Reformasi 1998 adalah momen penting yang mengakhiri dominasi militer dalam urusan sipil dan politik. Salah satu hasilnya adalah penghapusan doktrin Dwifungsi ABRI yang menjadikan aparat keamanan sebagai kekuatan politik dan birokrasi. Undang-undang pasca-Reformasi mengamanatkan agar jabatan sipil hanya diisi oleh warga sipil, demi mewujudkan supremasi sipil dan negara hukum.
TNI telah menunjukkan kepatuhan terhadap hukum sipil dengan larangan anggota aktif untuk menjabat di posisi sipil. Namun, Polri memutuskan untuk mengekspansi keterlibatan anggota aktif dalam jabatan sipil melalui Peraturan Polri No. 10 Tahun 2025, meskipun bertentangan dengan putusan MK yang melarang hal tersebut. Hal ini menimbulkan anomali hukum tata negara dan potensi pembangkangan konstitusional.

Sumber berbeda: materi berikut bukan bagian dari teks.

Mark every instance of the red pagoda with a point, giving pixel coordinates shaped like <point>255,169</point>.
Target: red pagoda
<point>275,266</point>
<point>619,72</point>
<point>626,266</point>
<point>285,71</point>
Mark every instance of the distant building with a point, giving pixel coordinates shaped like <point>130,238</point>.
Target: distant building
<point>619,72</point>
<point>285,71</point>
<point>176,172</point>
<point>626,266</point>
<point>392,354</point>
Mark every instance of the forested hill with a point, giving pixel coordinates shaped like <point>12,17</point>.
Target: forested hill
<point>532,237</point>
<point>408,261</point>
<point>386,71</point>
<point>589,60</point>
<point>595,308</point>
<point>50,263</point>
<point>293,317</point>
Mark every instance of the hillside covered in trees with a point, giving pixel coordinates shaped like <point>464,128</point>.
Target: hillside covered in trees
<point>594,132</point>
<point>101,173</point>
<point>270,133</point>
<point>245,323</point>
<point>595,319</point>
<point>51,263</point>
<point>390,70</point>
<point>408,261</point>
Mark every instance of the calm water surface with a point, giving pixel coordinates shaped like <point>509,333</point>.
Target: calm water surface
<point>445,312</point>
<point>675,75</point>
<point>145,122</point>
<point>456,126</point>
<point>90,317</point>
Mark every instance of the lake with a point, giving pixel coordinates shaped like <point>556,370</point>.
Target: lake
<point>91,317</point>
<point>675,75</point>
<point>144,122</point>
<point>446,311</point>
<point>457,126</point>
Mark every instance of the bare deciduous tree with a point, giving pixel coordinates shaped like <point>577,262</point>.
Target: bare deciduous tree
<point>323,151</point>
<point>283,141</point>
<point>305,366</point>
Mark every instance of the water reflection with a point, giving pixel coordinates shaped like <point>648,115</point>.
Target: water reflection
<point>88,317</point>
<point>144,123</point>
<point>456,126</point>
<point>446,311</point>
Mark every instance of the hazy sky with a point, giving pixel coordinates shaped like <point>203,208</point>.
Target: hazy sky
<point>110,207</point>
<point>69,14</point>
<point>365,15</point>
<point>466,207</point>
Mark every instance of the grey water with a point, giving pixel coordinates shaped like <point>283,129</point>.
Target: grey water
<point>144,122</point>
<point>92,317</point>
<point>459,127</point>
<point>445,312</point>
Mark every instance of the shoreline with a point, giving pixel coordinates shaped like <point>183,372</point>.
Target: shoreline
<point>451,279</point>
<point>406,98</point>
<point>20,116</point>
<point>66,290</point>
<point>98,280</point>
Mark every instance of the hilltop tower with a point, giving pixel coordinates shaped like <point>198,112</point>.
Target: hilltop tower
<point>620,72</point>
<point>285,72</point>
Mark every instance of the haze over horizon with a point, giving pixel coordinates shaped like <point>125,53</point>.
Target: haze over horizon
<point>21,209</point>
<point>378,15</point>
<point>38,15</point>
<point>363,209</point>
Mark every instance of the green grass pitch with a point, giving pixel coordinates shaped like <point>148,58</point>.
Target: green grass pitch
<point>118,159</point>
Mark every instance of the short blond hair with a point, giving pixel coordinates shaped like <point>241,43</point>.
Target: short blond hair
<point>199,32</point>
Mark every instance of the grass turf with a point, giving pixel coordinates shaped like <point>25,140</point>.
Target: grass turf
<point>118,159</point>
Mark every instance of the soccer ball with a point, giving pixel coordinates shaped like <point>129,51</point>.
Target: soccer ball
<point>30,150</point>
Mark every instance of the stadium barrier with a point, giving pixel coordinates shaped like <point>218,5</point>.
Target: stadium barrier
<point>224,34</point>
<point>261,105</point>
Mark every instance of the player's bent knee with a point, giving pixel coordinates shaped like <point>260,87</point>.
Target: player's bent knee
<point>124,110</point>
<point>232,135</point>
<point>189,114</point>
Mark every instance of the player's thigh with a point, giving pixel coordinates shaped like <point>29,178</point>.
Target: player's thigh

Kekhawatiran muncul bahwa apabila keputusan internal lembaga seperti Perpol dijadikan dasar hukum yang lebih tinggi daripada putusan MK, konstitusi menjadi rentan terkalahkan oleh kebijakan internal institusi. Tanpa pengawasan eksternal yang kuat, ada risiko bahwa aparat bersenjata menguasai birokrasi sipil. Hal ini menunjukkan perlunya Republik Indonesia memperkuat supremasi sipil sebagai inti dari semangat Reformasi 1998.